El Ma Owel haiat, Makench Haiat bidouni ma ».
L’eau c’est la vie, y a pas de vie sans eau, en arabe chaabi.
« الماء هو الحياة. لا حياة بدون ماء », en arabe littéraire…
L’intrusion soudaine, forcément bruyante, dans un village d’une horde de motards, casqués et bottés se mue, après un temps de surprise, voire de stupéfaction, en calme et premiers contacts. Le plus audacieux marche vers nous, et nous nous serrons la main. On va chercher dérechef le chef de village. Un petit groupe s’agglomère où les langues se délient et les commentaires vont bon train. Évidemment nous n’y comprenons rien, mais ne pouvons rester insensibles à l’ambiance souriante et joyeuse. Ils, ou elles s’approchent et touchent, caressent la carrosserie des motos. Bon, parfois un habitant parlant français nous rejoint, mais le plus souvent, les échanges se basent sur des signes, des gestes de mains et sur des postures, attitudes, inférences faciales que nous comprenons tous, par-delà tous les pays de ce vaste monde. Nous, les ci-devant motards, parce que nous sommes depuis quelques années résidents en afrique, eux parce qu’ici ces inférences sont les leurs. Des gestes vers le/les corps (moi, j’ai chaud: on m’apporte de l’eau…etc), les questions usuelles posées dans des bribes de bichlamar (nous: fin aoua el trek Marrakech? ), (eux, curieux, posant des questions: d’où venons nous, qui sommes nous?, ou allons nous?).
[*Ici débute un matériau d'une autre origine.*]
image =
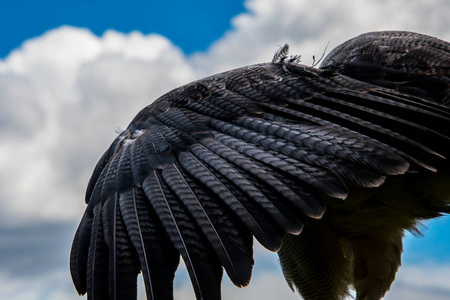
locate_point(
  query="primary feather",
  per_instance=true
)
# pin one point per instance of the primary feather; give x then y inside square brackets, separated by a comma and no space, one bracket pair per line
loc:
[270,151]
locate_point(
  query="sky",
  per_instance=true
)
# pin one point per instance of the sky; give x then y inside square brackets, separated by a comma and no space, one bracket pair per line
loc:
[72,73]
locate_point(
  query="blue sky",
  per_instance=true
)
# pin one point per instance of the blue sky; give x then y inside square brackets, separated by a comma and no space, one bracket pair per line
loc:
[72,72]
[177,20]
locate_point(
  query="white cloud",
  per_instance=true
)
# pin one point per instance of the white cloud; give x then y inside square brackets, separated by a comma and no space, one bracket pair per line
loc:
[63,94]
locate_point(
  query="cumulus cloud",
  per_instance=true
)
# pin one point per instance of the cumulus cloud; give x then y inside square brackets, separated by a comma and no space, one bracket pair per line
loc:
[63,95]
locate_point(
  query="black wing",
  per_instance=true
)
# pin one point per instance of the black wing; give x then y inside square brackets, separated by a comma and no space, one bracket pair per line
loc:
[409,62]
[252,151]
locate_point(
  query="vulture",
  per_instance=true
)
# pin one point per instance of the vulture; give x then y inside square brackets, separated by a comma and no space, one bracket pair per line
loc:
[326,166]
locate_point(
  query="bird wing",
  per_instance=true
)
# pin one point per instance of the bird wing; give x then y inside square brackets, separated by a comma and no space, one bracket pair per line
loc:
[409,62]
[248,152]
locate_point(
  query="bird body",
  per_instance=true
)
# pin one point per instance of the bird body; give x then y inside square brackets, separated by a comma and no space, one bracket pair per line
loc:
[271,151]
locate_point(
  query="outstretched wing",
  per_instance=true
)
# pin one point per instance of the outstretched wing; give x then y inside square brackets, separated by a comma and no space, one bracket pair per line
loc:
[249,152]
[409,62]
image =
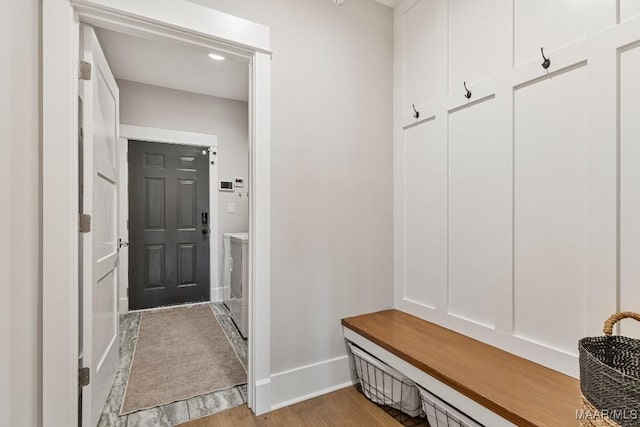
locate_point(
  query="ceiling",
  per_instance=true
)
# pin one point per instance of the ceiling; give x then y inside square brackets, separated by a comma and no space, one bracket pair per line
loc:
[175,67]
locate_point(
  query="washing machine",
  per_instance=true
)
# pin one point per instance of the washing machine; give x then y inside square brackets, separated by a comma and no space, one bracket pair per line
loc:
[236,246]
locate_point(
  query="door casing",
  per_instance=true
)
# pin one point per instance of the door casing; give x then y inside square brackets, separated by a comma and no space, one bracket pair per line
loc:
[175,21]
[167,136]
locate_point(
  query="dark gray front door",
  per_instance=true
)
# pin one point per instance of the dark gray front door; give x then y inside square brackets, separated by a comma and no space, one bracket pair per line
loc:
[168,224]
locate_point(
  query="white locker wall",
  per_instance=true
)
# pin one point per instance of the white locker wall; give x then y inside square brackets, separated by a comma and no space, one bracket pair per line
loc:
[517,211]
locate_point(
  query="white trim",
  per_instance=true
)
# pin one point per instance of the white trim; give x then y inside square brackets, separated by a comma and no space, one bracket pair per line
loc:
[309,381]
[168,136]
[122,149]
[220,294]
[260,233]
[175,21]
[440,389]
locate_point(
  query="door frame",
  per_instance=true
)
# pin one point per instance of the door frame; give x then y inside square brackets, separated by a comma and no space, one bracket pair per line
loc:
[166,136]
[179,22]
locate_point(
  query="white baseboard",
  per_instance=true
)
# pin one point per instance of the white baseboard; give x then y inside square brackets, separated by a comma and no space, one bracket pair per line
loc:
[123,305]
[309,381]
[219,294]
[262,397]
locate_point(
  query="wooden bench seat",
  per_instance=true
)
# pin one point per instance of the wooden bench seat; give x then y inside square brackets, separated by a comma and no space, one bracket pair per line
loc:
[522,392]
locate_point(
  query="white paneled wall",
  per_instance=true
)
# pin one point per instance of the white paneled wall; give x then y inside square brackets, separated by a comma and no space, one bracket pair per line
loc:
[517,211]
[629,69]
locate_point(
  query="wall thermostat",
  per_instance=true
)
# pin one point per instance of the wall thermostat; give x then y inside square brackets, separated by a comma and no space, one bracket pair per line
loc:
[226,185]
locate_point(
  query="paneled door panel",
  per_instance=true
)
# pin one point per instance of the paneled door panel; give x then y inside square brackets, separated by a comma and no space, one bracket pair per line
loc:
[421,46]
[425,217]
[550,208]
[168,224]
[99,313]
[473,26]
[480,212]
[629,93]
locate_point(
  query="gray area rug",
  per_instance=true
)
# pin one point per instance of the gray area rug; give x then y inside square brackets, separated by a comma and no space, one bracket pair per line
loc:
[180,353]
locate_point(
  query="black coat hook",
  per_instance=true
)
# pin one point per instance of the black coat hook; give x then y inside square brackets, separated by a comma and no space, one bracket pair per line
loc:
[547,61]
[468,94]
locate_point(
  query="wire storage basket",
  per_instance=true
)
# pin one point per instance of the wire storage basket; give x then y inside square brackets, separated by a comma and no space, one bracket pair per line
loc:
[441,414]
[385,386]
[610,377]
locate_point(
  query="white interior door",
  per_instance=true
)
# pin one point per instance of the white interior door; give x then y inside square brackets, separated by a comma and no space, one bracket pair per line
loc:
[100,102]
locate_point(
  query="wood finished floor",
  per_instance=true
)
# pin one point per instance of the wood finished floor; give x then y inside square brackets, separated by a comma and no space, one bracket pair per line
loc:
[344,407]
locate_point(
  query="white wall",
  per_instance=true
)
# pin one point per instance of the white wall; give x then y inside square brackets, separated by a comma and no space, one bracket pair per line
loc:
[20,265]
[332,179]
[154,106]
[506,221]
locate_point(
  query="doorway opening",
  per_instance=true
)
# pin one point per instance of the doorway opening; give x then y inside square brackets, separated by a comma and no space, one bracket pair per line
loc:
[180,332]
[178,22]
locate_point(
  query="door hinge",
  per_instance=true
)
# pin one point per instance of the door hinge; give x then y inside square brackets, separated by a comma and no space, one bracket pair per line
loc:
[85,223]
[83,377]
[84,70]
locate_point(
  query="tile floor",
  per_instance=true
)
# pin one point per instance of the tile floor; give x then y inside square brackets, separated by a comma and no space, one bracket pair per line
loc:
[177,412]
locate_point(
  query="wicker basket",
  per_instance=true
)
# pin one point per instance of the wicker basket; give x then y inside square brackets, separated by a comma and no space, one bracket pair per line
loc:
[610,377]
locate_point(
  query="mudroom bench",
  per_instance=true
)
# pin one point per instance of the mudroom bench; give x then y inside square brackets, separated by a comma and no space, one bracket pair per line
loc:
[492,386]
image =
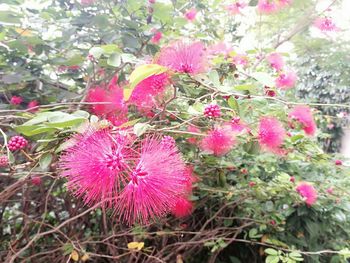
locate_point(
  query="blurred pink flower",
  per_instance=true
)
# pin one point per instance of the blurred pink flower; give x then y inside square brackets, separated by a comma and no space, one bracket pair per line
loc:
[219,141]
[184,57]
[190,14]
[267,7]
[276,61]
[303,115]
[286,80]
[155,184]
[16,100]
[308,192]
[271,134]
[145,93]
[183,207]
[156,37]
[235,8]
[325,24]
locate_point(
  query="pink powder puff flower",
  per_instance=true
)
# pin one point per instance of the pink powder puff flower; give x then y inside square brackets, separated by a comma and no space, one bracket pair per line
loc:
[308,192]
[183,207]
[32,106]
[286,80]
[267,7]
[191,128]
[276,61]
[155,184]
[303,115]
[115,110]
[190,14]
[219,141]
[96,164]
[16,100]
[156,37]
[325,24]
[271,134]
[236,7]
[240,59]
[145,93]
[184,57]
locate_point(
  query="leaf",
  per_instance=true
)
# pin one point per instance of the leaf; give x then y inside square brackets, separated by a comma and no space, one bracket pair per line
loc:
[141,73]
[114,60]
[264,79]
[45,160]
[141,128]
[136,245]
[271,251]
[74,255]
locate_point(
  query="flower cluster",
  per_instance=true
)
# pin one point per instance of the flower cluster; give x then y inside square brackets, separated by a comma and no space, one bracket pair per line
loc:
[140,181]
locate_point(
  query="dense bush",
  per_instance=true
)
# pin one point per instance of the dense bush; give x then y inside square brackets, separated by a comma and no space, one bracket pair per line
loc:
[147,138]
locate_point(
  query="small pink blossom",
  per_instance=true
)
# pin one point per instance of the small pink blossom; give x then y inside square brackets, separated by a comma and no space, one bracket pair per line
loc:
[286,80]
[16,100]
[219,141]
[190,14]
[325,24]
[276,61]
[303,115]
[236,8]
[267,7]
[308,192]
[212,111]
[183,207]
[184,57]
[156,37]
[271,134]
[32,106]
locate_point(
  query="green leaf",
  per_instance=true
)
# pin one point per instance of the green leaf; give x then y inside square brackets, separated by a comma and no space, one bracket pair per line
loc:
[45,160]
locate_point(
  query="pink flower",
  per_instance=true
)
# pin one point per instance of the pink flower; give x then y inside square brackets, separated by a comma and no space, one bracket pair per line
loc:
[16,100]
[32,106]
[276,61]
[96,164]
[308,192]
[271,134]
[240,59]
[190,14]
[325,24]
[156,37]
[183,57]
[286,80]
[303,115]
[154,185]
[212,111]
[183,207]
[236,7]
[112,105]
[191,128]
[267,7]
[219,141]
[147,91]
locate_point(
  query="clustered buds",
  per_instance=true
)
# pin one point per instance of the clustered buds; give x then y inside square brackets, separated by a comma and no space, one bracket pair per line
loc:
[17,143]
[212,111]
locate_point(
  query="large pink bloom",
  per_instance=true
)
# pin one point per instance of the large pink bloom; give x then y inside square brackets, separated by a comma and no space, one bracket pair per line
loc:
[271,134]
[184,57]
[155,184]
[286,80]
[325,24]
[276,61]
[95,165]
[145,93]
[219,141]
[308,192]
[112,105]
[303,115]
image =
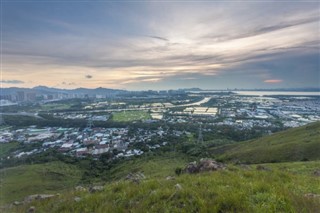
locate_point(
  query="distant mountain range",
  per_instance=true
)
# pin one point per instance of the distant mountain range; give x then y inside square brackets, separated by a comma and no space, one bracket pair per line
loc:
[50,90]
[103,91]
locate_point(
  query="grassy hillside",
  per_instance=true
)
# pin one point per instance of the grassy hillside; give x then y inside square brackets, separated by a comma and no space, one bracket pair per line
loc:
[6,148]
[235,189]
[296,144]
[21,181]
[158,166]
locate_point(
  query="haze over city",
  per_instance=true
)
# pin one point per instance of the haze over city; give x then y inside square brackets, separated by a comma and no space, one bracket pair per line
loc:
[140,45]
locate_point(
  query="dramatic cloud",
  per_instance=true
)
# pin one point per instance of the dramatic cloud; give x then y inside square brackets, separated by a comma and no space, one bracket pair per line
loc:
[273,81]
[11,82]
[211,44]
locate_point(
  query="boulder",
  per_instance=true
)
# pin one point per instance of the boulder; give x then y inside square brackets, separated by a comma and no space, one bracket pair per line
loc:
[135,177]
[170,178]
[192,168]
[209,165]
[77,199]
[317,173]
[178,186]
[204,165]
[94,189]
[17,203]
[32,209]
[80,188]
[263,168]
[31,198]
[312,195]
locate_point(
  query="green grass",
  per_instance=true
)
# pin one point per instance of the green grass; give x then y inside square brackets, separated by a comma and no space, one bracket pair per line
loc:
[52,106]
[6,148]
[232,190]
[127,116]
[151,166]
[21,181]
[296,144]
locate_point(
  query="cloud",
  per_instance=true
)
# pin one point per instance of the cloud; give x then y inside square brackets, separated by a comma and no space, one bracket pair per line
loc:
[218,39]
[273,81]
[159,38]
[12,82]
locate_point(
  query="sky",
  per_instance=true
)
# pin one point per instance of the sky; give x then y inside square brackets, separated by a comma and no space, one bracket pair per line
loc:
[139,45]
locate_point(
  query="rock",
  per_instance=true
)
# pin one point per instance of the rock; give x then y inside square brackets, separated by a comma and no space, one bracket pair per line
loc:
[311,195]
[17,203]
[245,166]
[94,189]
[77,199]
[135,177]
[317,173]
[80,188]
[37,197]
[32,209]
[192,168]
[204,165]
[209,165]
[263,168]
[170,178]
[178,186]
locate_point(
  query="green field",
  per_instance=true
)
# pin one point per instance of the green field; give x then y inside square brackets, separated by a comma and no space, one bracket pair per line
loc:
[235,189]
[54,106]
[21,181]
[127,116]
[6,148]
[152,166]
[296,144]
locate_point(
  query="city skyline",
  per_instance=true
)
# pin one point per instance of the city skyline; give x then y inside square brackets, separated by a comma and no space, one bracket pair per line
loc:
[137,45]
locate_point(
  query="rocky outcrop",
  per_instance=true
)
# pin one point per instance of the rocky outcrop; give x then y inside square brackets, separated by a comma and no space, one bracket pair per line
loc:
[203,166]
[94,189]
[80,188]
[135,177]
[31,198]
[263,168]
[316,173]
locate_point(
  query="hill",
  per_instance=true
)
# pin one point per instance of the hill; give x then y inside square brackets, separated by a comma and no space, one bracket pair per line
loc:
[296,144]
[21,181]
[236,189]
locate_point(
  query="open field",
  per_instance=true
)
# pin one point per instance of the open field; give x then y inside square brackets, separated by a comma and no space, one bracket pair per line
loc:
[235,189]
[296,144]
[6,148]
[21,181]
[127,116]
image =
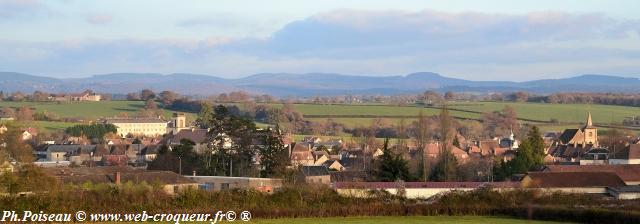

Questions qui nous tracassent depuis notre naissance, et aussi le titre d’un célèbre tableau de Paul Gauguin.
Parfois pour répondre à la demande d’une fille du village, toute excitée, et ses sœurs aussi, nous acceptons de lui faire faire un petit tour aux alentours.
Honni soit qui mal y pense!
Selon l’heure nous demandons le gîte au chef du village. C’est sacré, et bienveillant il nous emmène voir une case réservée aux visiteurs, et nous y passerons, bien volontiers la nuit.
En attendant il va égorger une poule, et nous la faire préparer par les femmes.
Et parfois le village organisera une veillée, autour d’un feu de bois. Et chacun, et chacune y dansera à loisir, selon les chants et les rythmes de leur ethnie. Et nous de la nôtre. Puis naturellement, sans même y penser, les motards et les villageois transcendant les différences originelles, réalisent l’union, l’unité, en dansant, en surfant tous ensemble sur les vagues gestuelles et musicales des ressentis, des émotions, et des sentiments.
La transe en dance!
Ici, je reprends l’écriture.
Merci à Bertrand Picard pour ses intuitions son ressenti, et son inspiration.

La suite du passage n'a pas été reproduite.